What misconceptions exist about your practice area?
It can be hard to appreciate all of the complexity that cross-border legal work entails. Factors like competing legal regimes and approvals and different languages and time zones mean that we’re constantly challenged to think creatively. The reality is that we live in an era of global competition. At S&C, half of our clients are non-U.S. entities, and our U.S. clients face opportunities and challenges around the world. Our ability to advise them on their most difficult global matters, regardless of location, is critical to our ongoing success as a law firm.
What is unique about your practice area at your firm?
Our practice requires a broad skill set and necessitates different types of work depending on the context, whether it be M&A, joint ventures, project development, or restructuring.
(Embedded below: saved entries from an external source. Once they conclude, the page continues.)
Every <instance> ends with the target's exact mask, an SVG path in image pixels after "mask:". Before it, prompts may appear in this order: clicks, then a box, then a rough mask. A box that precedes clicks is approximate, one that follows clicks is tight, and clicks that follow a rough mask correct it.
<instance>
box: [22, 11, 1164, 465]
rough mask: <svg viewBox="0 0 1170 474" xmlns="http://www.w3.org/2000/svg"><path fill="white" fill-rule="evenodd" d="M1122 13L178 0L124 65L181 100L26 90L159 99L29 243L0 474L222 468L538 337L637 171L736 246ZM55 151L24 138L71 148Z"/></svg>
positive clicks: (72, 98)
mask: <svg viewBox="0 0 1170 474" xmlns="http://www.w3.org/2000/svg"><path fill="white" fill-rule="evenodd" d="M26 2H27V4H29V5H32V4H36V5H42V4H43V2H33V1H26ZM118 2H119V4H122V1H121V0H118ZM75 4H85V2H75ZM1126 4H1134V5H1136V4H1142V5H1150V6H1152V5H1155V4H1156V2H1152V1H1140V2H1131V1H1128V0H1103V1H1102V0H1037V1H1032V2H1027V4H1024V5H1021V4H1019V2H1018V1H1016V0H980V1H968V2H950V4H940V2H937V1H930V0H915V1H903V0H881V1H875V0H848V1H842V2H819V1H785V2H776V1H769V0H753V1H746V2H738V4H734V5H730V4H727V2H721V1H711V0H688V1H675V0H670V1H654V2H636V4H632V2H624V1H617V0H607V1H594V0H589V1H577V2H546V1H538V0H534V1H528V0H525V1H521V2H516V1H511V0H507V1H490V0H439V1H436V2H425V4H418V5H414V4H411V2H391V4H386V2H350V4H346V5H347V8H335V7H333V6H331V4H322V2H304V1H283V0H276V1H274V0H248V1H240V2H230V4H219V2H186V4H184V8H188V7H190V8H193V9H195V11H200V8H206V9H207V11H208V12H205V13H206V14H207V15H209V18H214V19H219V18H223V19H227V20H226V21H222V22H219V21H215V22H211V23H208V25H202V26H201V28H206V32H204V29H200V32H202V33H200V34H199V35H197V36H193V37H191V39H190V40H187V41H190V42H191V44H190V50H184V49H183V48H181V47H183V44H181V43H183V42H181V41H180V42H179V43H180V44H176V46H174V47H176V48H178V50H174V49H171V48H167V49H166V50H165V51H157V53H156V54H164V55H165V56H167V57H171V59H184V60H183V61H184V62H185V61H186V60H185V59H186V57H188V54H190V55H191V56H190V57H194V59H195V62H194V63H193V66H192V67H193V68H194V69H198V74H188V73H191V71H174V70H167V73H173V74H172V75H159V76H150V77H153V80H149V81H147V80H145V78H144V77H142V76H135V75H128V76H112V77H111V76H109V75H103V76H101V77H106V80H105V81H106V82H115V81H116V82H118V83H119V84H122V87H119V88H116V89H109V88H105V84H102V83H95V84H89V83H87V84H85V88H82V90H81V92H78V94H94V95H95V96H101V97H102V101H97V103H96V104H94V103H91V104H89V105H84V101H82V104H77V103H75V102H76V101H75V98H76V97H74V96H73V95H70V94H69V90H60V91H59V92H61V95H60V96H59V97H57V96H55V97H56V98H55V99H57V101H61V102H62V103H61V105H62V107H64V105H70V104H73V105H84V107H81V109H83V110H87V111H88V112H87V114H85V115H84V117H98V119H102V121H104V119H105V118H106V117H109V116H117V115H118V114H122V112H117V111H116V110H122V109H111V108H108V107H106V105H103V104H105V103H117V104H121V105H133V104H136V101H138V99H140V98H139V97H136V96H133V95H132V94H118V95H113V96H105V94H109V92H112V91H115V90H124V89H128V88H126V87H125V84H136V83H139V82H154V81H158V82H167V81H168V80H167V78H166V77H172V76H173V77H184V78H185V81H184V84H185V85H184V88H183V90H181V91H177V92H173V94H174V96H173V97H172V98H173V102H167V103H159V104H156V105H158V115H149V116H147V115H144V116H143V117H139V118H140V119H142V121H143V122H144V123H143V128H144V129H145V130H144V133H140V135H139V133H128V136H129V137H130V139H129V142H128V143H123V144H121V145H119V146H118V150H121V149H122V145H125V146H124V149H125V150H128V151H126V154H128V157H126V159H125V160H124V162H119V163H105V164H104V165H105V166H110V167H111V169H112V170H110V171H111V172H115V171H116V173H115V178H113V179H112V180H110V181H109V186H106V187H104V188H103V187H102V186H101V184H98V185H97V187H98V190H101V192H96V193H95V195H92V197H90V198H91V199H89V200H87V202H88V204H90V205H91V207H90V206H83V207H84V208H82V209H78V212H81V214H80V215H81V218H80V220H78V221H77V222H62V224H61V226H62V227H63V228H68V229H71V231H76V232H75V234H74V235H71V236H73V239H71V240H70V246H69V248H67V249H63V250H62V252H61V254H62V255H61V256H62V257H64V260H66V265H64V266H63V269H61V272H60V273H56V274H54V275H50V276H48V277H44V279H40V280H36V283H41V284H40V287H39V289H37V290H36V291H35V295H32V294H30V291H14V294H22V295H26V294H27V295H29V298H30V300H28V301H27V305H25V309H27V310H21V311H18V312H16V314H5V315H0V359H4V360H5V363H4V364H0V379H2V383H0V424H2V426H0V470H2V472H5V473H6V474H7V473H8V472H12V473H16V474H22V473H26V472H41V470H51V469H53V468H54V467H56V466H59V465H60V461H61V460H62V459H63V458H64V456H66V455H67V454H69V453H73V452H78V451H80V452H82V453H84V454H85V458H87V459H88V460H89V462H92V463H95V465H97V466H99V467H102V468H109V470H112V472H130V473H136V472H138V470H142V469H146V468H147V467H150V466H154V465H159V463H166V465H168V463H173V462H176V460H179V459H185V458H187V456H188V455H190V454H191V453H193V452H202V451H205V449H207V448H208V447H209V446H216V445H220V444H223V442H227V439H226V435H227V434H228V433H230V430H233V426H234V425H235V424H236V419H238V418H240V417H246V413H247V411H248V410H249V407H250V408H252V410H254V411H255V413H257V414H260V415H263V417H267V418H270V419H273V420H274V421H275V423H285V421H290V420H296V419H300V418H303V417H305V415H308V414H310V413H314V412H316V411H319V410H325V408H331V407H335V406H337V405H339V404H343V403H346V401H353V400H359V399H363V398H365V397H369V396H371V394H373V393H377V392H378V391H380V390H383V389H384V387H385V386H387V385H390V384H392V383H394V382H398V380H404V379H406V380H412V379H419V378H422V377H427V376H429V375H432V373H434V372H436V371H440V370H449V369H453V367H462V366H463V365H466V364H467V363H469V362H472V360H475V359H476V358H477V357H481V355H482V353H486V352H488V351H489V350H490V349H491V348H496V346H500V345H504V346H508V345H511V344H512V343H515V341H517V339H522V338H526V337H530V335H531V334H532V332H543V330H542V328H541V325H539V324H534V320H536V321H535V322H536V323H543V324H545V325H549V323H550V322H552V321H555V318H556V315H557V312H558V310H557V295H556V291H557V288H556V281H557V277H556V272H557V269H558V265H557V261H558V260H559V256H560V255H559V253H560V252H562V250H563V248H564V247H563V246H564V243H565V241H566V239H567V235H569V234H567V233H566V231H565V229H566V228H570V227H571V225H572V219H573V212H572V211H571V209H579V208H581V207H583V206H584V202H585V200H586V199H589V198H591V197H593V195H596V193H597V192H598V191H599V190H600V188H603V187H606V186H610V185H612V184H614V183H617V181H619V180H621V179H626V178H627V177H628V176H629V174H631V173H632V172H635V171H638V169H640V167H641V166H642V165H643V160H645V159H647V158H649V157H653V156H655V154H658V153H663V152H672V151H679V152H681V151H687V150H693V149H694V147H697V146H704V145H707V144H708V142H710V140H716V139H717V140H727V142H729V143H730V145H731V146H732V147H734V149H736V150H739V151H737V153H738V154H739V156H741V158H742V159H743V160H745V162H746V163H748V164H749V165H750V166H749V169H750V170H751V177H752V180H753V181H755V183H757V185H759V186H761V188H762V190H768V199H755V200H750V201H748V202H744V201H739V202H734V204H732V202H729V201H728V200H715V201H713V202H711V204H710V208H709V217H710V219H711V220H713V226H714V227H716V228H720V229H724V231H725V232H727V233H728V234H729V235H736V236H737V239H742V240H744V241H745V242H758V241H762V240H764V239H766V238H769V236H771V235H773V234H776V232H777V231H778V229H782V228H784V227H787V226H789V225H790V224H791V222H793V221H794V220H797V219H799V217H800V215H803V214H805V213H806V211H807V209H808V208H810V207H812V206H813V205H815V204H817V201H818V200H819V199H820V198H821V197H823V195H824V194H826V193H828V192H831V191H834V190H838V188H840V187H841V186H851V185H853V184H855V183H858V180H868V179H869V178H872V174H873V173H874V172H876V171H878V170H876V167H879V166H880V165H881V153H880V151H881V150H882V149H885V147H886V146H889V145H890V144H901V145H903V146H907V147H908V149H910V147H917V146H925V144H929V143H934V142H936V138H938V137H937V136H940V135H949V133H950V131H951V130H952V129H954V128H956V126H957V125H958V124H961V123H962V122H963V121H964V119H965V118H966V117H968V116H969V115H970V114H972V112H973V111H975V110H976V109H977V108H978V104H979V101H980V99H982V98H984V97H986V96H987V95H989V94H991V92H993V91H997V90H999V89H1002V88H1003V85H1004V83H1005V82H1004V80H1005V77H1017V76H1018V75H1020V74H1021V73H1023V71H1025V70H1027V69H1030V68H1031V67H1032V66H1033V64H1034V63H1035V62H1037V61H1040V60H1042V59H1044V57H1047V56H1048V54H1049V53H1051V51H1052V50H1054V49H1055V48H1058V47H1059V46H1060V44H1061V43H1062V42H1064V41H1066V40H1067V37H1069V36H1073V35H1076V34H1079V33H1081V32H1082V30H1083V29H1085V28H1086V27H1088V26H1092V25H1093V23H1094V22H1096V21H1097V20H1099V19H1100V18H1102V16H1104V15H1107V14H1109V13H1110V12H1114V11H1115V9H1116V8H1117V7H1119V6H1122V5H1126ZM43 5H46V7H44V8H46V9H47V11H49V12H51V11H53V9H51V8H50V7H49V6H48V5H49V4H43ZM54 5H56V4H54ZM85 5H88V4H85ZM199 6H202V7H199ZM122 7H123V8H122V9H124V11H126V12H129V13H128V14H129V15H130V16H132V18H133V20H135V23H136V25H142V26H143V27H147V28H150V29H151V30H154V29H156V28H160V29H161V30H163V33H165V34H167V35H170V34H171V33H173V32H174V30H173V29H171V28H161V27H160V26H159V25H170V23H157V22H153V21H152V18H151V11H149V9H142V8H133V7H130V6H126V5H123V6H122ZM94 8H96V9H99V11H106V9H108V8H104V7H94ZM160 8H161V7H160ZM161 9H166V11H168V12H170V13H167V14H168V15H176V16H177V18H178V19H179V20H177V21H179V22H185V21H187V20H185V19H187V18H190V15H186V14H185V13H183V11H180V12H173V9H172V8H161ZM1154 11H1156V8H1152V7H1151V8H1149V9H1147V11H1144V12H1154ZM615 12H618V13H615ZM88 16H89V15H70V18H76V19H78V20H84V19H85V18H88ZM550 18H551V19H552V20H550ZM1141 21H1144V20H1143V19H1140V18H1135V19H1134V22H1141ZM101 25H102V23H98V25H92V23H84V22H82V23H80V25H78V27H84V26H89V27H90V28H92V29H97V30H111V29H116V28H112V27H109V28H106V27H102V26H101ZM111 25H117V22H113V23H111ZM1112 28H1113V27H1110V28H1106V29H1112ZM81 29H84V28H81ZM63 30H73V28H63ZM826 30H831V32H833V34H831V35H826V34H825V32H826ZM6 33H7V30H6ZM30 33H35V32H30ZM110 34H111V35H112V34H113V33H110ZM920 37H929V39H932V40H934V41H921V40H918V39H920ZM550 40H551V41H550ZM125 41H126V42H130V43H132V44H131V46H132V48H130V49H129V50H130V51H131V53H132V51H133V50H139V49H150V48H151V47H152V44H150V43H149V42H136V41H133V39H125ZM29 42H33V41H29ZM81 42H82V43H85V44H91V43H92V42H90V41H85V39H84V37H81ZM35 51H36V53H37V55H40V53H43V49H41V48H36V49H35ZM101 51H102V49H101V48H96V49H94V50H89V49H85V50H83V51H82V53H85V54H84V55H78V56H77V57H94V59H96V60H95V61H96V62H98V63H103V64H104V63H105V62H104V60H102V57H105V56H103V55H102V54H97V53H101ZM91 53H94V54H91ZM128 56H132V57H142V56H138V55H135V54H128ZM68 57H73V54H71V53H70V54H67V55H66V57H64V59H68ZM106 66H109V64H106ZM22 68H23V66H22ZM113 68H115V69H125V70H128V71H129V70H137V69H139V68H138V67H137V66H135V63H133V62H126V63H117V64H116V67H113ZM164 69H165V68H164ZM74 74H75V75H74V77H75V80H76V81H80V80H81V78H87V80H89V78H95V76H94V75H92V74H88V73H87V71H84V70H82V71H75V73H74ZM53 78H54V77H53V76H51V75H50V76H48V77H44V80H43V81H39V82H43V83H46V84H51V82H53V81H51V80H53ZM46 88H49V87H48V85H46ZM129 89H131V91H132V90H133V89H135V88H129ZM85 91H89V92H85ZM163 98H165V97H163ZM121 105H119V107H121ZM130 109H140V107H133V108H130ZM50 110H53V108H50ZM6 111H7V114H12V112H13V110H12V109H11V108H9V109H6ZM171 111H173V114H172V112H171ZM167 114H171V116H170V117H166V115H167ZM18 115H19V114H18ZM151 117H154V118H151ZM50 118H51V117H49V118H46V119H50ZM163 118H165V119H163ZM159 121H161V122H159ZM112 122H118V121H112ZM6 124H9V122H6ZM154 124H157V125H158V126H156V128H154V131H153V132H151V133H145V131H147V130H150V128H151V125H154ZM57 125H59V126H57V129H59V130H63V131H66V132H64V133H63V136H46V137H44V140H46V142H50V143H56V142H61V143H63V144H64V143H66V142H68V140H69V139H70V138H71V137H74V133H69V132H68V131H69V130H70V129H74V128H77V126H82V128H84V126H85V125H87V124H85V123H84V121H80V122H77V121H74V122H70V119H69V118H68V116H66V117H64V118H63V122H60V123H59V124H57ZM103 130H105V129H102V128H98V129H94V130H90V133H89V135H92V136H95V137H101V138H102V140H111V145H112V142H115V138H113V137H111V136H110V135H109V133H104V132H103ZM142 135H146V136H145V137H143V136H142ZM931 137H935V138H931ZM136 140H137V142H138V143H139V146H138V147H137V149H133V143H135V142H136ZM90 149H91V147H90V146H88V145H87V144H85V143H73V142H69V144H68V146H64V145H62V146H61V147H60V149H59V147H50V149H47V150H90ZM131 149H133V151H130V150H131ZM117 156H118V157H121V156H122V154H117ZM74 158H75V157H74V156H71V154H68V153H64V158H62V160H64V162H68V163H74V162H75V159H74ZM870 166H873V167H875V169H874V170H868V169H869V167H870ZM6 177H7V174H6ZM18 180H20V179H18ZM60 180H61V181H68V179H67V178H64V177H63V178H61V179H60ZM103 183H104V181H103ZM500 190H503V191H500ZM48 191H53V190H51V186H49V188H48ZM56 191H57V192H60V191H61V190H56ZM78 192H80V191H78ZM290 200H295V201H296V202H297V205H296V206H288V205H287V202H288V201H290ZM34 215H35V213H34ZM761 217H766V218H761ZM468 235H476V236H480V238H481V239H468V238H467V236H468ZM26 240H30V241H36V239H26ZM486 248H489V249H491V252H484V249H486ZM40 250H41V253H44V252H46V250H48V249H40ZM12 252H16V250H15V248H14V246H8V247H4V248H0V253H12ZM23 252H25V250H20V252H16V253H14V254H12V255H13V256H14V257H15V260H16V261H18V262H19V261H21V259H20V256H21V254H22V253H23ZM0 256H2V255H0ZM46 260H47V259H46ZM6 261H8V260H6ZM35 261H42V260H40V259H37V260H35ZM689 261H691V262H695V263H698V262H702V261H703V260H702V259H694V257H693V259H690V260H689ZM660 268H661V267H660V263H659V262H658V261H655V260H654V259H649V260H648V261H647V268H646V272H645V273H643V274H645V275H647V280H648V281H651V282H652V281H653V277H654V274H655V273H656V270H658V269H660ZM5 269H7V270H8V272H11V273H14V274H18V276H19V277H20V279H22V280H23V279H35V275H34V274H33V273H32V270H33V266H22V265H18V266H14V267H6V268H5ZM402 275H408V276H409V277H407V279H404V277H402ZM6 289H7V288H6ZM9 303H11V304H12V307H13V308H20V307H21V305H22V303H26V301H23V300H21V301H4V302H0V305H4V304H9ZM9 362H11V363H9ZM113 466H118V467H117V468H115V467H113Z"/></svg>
I think we’re unique in that we encourage our new lawyers to go outside of their comfort zones. There’s a strong focus on learning—not just through all of the formal trainings we offer, but also by doing and seeing.
What are some typical career paths for lawyers in this practice area?
There is no typical career path for an S&C lawyer. Lawyers in our international practice are now partners, in-house counsel, CEOs, and business leaders around the world. We have a strong alumni network with more than 3,000 members, and our Career & Alumni Resources Center provides lifelong benefits and support, including career counseling and networking opportunities. It also facilitates access to clients, colleagues, and friends of the firm. Some lawyers join S&C and don’t know exactly what kind of practice they want to pursue or how long they want to practice law. Our practice exposes you to a variety of legal areas and industries, so you can figure it out as you go. If you’re curious and ambitious, S&C is an ideal place to determine your career path.